Si en 2022 el debate sobre los gravámenes extraordinarios nació al calor de la crisis de Ucrania, este abril de 2026 nos sitúa ante un déjà vu jurídico de consecuencias aún más profundas.
El escenario ha cambiado: el presidente Pedro Sánchez lidera una coalición junto a Alemania, Italia, Austria y Portugal para exigir a la Comisión Europea la creación de un impuesto armonizado a nivel de la UE sobre los beneficios extraordinarios de las petroleras y gasistas. Lo que nació como una medida de emergencia busca ahora, bajo el pretexto de la guerra en Oriente Medio, consolidarse como un pilar de la arquitectura fiscal comunitaria.
La quiebra de la transitoriedad y el giro europeo de Sánchez
Tal como se analizaba tiempo atrás en la publicación “Windfall tax en España: ¿permanente?”, el gravamen extraordinario nació con una etiqueta de estricta transitoriedad sobre los grandes operadores energéticos, así como entidades y establecimientos financieros de crédito, justificado por la crisis inflacionaria generada por la crisis de Ucrania.
Sin embargo, la historia reciente es la de una promesa incumplida. El pasado año, el Ejecutivo español intentó convertir en estructurales estos gravámenes con resultados dispares: mientras que el sector energético logró frenar la medida ante la amenaza de fuga de capitales (recordemos que principalmente gracias a la amenaza de Repsol de trasladar al extranjero inversiones en País Vasco y Cataluña que derivó en la falta de apoyo al Ejecutivo de Junts y PNV), el sector bancario vio cómo su gravamen se perpetuaba. Si bien, tales entidades afectadas mantienen una batalla judicial activa con recursos que denuncian la vulneración de los principios de igualdad y capacidad económica.
Ante el bloqueo político interno para el sometimiento de las energéticas, Pedro Sánchez ha trasladado el campo de batalla a Bruselas, vinculando el impuesto a una «flexibilidad estratégica», exigiendo al sector su apoyo a los consumidores en esta difícil coyuntura.

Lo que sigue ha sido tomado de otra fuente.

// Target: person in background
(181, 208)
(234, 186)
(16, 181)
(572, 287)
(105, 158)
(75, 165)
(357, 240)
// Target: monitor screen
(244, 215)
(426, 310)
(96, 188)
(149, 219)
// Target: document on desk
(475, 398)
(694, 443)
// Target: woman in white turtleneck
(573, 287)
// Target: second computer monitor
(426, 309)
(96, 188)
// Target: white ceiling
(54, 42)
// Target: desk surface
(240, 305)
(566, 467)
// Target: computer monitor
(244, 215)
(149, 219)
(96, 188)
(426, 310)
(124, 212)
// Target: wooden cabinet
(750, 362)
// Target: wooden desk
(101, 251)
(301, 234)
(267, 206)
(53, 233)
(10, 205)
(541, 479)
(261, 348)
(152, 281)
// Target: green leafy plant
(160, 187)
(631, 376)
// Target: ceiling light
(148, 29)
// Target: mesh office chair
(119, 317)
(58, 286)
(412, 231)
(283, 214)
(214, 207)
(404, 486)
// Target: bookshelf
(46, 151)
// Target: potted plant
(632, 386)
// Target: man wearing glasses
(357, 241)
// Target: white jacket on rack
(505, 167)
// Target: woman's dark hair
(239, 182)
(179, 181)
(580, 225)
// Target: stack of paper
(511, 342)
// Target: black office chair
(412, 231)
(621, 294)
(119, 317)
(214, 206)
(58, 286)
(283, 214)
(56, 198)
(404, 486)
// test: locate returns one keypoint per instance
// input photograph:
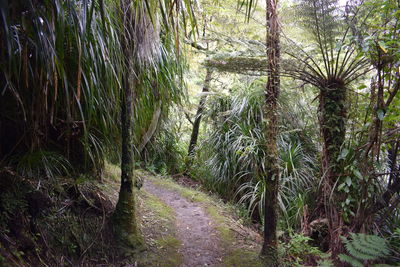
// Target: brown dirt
(194, 228)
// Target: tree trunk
(124, 217)
(199, 113)
(270, 246)
(332, 120)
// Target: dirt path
(194, 228)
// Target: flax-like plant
(233, 153)
(59, 78)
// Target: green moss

El Estado como socio a ganancias: El «dividendo de guerra» fiscal por inflación
Si bien se ha aprobado el denominado Plan Integral de Respuesta a la Crisis en Oriente Medio, con medidas “urgentes” (aunque con varias semanas de retraso) para mitigar los efectos del conflicto, incluyendo la reducción del IVA de los carburantes y la electricidad, y el refuerzo del bono social eléctrico y térmico, y la garantía de suministro energético a los hogares más vulnerables; España se encuentra registrando ingresos récord en 2026 debido al efecto multiplicador de la inflación en la imposición indirecta, al ser el IVA un impuesto ad valorem, la escalada del precio del crudo y derivados, y del gas natural.
De esta manera, el Estado ya se beneficia en su recaudación del incremento de precios derivados de la inestabilidad en el Estrecho de Ormuz a través de la base imponible. Por ello, la pretensión de imposición de un segundo gravamen directo sobre la actividad de la misma industria podría llegar a considerarse incluso confiscatorio, más allá de la controversia sobre una eventual doble imposición directa.
Además de la “solidaridad” exigida a las principales compañías energéticas frente al impacto económico soportado por los ciudadanos a causa del reciente conflicto, es conocido el interés que mantenía el ejecutivo español en perpetuar de este gravamen como importantísima fuente de recaudación para unas cuentas que no cuadran, resultando el reciente conflicto la excusa perfecta para justificar su reactivación.
Gasolina para alentar un escenario inflacionario y de pérdida de competitividad
La insistencia por perpetuar el gravamen extra a las energéticas supone una suculenta fuente de recaudación para las arcas públicas, pero tal esfuerzo carece de sentido ante una ausencia de estrategia económica sensata y con visión de futuro. Qué duda cabe que una imposición al sector que se torna de tipo permanente resulta finalmente trasladada indirectamente al consumidor de una u otra manera.
Más allá de la inseguridad jurídica que a este respecto viene desalentando la inversión en el sector a partir del primer windfall tax impuesto años atrás, una economía con costes de energía altos deriva necesariamente en una pérdida de competitividad de sus sectores estratégicos. Todo ello, en una Europa ya arrastrada por políticas poco eficientes desde un punto de vista económico en cuanto a energía y regulación de las emisiones de CO2.
Al final habrá que “solidarizarse” con los pobres consumidores, que, nunca mejor dicho, verán su capacidad económica seriamente afectada.